Starlink Version 3 satellites are being deployed now. They are substantially different from the V1 and V2 satellites that built the initial constellation and the differences matter for SpaceX's revenue trajectory heading into the IPO.
The most important change is laser inter-satellite links as standard across the entire V3 fleet. V1 satellites used ground stations as relay points — signals traveled from user to satellite to ground station to destination. V2 introduced laser links on some satellites. V3 has them on all satellites. The practical effect is that Starlink can now route traffic across the constellation without touching the ground — which means coverage in the middle of the Pacific Ocean or over Antarctica is as capable as coverage over a major city with ground infrastructure.
This matters enormously for the government and enterprise market. Military units operating in remote locations, ships at sea, aircraft over oceans — these customers need connectivity where ground infrastructure doesn't exist. V3's laser link standard makes Starlink genuinely competitive for these use cases in a way that V1 and V2 were not.

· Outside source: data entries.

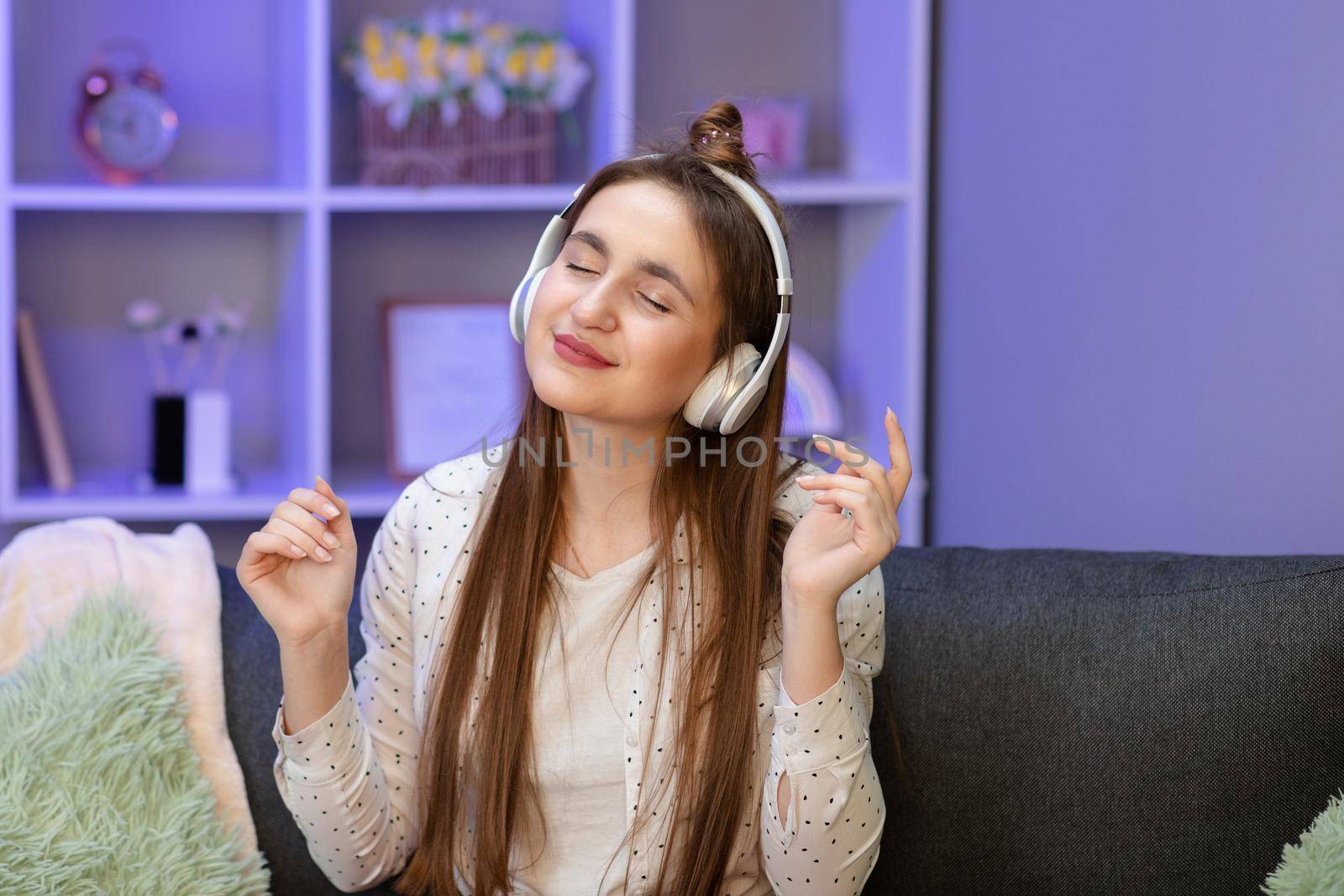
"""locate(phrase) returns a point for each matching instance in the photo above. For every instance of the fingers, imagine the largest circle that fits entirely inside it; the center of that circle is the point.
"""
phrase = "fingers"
(900, 469)
(860, 496)
(339, 521)
(281, 523)
(275, 543)
(866, 470)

The second major change is capacity. V3 satellites carry substantially more bandwidth per satellite than their predecessors. As V3 satellites replace earlier generations the total constellation capacity grows even as the satellite count stays roughly constant. More capacity per satellite means more subscribers per orbital slot and better economics per bit delivered.
The competitive picture is relevant here. Amazon's Kuiper constellation is in early deployment. OneWeb is operational at lower capacity. Neither has Starlink's scale, coverage, or the V3 laser link architecture. Kuiper is the most credible long-term competitor and it is years behind on constellation build-out.
Starlink at 7,200 satellites with V3 laser links is a different product than Starlink at 1,000 V1 satellites. The $11.4 billion in 2025 revenue was built on the earlier constellation. The V3 upgrade is the infrastructure behind the next phase of revenue growth. Watch the subscriber numbers over the next 18 months — V3 deployment is the engine behind them.